知られざるコーヒー豆生産大国ベトナムに変化の兆し、高級豆を少数民族と育てる日本人
その規模の割には目立たない存在だったベトナムコーヒーを国際ブランドにしたい。そんなミッションを進める中心人物のひとりに、日本人がいる。(宋光祐)
「みんなどこかで口にしているのに認識されていない。そんな状況は、もうすぐ変わる」
ベトナム中部の高原の町ダラット近郊のランビアン山でコーヒー豆を栽培する山岡清威さん(42)はそう確信している。
国際コーヒー機関の2020年の推計によると、ベトナムの年間生産量は174万トンで、ブラジルに次ぐ2位。世界中に豆を輸出するコーヒー大国だが、あまり知られていない。
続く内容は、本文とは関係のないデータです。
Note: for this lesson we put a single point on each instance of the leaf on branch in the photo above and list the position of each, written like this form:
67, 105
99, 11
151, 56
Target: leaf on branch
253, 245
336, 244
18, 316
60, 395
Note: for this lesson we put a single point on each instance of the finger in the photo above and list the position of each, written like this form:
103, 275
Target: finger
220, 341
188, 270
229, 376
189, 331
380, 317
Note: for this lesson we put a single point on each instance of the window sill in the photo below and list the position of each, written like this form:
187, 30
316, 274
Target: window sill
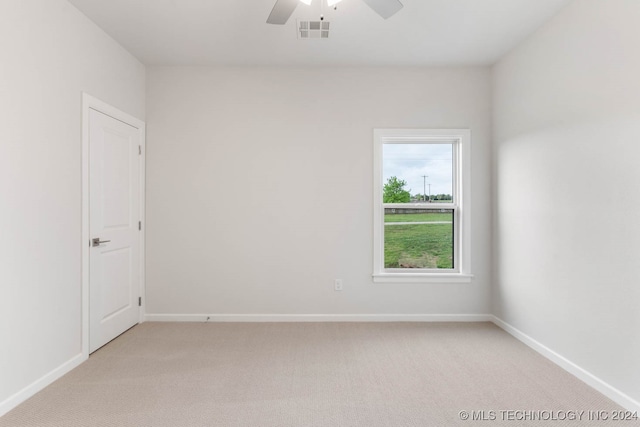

ほとんどが缶コーヒーやインスタントコーヒーの原料になるロブスタ豆のためで、栽培農家の収入も低い。
山岡さんはそんな現状を変えようと、ランビアン山の一帯に暮らす少数民族クホー族といっしょに、3年前から高級なアラビカ豆の生産に取り組んできた。
変化の兆しは現れている。
今年はうわさを聞いたオーストラリアや欧米、日本のコーヒー豆のバイヤーの視察が相次ぎ、買い付けの申し込みが次々と舞い込んだ。山岡さんの農園だけで、生産量は3年前の10倍の3トン。ランビアン山一帯の農家全体では20トンに生産が増えた。
近年、世界では「シングルオリジン」と呼ばれる一つの銘柄の豆でいれるスペシャルティーコーヒーが注目を浴びる。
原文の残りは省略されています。